MethodsAn online survey was launched to assess trainees’ ability to identify heavy VBL. Survey questions were informed by the literature and tested for validity. The survey was distributed online to trainees working at all local University affiliated hospitals. Results were analyzed using descriptive statistics. Institutional ethics approval was obtained.

Results73 learners (medical students, residents, and fellows) completed the survey. 88% of learners were between the ages of 25-34, and 56% self-identified as women. 27% were 3rd /4th level medical students, 30% were 2nd year residents, 43% 4th year residents or higher. 27% of residents were from Emergency Medicine, 14% Hematology, 12% Family Medicine, 10% Internal Medicine, and 10% Obstetrics and Gynecology. 94% of trainees reported asking about heavy VBL in the last 6 months.

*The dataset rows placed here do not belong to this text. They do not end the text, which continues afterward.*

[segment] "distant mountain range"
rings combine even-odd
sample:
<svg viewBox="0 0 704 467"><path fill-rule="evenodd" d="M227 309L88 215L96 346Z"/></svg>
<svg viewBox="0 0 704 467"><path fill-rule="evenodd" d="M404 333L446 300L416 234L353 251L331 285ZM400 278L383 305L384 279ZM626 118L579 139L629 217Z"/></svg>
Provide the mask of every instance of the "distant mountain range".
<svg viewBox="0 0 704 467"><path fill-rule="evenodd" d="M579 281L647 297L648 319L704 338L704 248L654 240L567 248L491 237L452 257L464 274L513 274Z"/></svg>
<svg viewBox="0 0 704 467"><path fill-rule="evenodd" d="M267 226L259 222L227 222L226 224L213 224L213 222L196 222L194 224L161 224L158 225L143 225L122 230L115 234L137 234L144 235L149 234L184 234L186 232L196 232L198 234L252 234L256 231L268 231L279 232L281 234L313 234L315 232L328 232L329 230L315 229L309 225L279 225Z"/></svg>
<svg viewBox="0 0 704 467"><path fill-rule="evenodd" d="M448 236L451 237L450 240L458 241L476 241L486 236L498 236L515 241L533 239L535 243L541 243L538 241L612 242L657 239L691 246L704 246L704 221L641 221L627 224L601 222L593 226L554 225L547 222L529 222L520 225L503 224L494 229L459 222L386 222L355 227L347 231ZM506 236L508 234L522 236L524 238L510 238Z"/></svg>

Most described feeling comfortable asking about and diagnosing VBL regardless of cultural, religious or ethnic background, sexual orientation, or gender. 56% were aware of bleeding assessment tools (BATs), 51% of menstrual cups, 21% of the pictorial bleeding assessment chart (PBAC) however, less than 60% had used BATs, less than 75% had used menstrual cups and less than 80% had used the PBAC in clinical practice (Figure 1). Overall, trainees acknowledged stigma surrounding iron deficiency without anemia, and that iron deficiency was associated with decreased health-related quality of life. They recognized the need to screen and not rely on patients being forthcoming about excessive VBL.

Discussion – Heavy VBL is exceedingly common, has important clinical and psychosocial ramifications, yet it continues to be stigmatized, underdiagnosed, and thus poorly treated. We found that while a broad range of medical learners described themselves as largely feeling comfortable with their skills in assessing VBL and being aware of tools to facilitate the diagnosis of heavy VBL, surprisingly few had used these tools in clinical practice. Our findings highlight important knowledge gaps surrounding VBL and interestingly, show excessive confidence in its diagnosis amongst medical learners. Targeted knowledge translation rooted in theory- and evidence-based implementation science is urgently required in this space. Next steps involve assessing trainee skills in practice and exploring patient lived experiences with VBL through qualitative interviews.

Disclosures: Sholzberg: CSL Behring: Research Funding; Pfizer: Honoraria, Research Funding; Octapharma: Honoraria, Research Funding.